Над головой заверещали птахи. Наскоро почистились, упорхнули, трепеща от возбуждения крылышками, спеша первыми осмотреть трухлявые пни, стволы, муравьиные кучи. Поздняя пташка глазки продирает, а ранняя уже носик прочищает.
Он затянул ремень на плече, закрепляя перевязь с мечом на спине, неслышно побежал вниз к селению дулебов. Решение, которое принял, было таким простым, плоским, что стало горько от непочтения к самому себе – в мирской жизни сложностей нет вовсе! Но опасности и крови – много.
Десятник Дупоглазорук пировал с лучшими воинами. Терем сгорел, а из оставшихся домов лучший оказался у нового войта. Теперь войт висел на воротах – посинел, язык вывалился, глаза как у совы: веревку выбрали потолще, шершавую, чтобы не задавила сразу. Всю ночь слышны были хрип, стук босыми пятками в толстые доски. Затих лишь к утру. Бабу зарубили – выла громко. Две малые дочки, в разорванных сарафанах, истерзанные грубыми утехами, прислуживали страшным обрам. Была еще одна, но та не выдержала. Кацапаган, старый вояка, предложил свой кинжал тому, кто придумает что-то новенькое. Выиграл, конечно, он сам, но едва не разорвал ее пополам, потом она чудом не задохнулась, а под конец детская спина хрустнула, и девчонка перестала двигаться, но еще жила. Ее сбросили с крыльца, а затем кто-то из обров, проходя к колодцу, равнодушно наступил сапогом на тонкое горло, услышал хруст и пошел дальше.

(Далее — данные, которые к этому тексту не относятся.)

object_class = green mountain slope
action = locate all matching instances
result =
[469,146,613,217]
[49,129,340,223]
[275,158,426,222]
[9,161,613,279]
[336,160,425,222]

Они пировали с вечера, похоронив убитых, смыв копоть после пожара. Дупоглазорук остался старшим: проклятый пещерник выбил стрелами всю верхушку. Трудностей Дупоглазорук не ждал. Сейчас десятник, завтра будет сотником, как только известие о резне донесется на конских копытах до походного хана. А пока он с лучшими из уцелевших пил странное вино, приготовленное из меда, – сладкое, липкое, но с мощным ароматом, и крепкое, как удар кулака в боевой рукавице.
Кацапаган в который раз рассказывал о схватке у ворот, когда едва-едва не поразил увертливого пещерника – еще миг, и тот бы пал от мощной длани Кацапагана. Его слушали вяло, пили хмуро. Ермагама швырял обглоданными костями в младшую дочь, стараясь попасть в глаза. Заплаканная, она не пыталась уворачиваться, едва держалась на ногах, по внутренней стороне детских ножек текла струйка крови.
– Это кто-то из наших, – заявил десятник свирепо. – Дулебы воевать не умеют, мы их стерли в прах в первом же сражении!.. Это какой-то из наших!.. Я слышал, не все приняли начертанный богами путь.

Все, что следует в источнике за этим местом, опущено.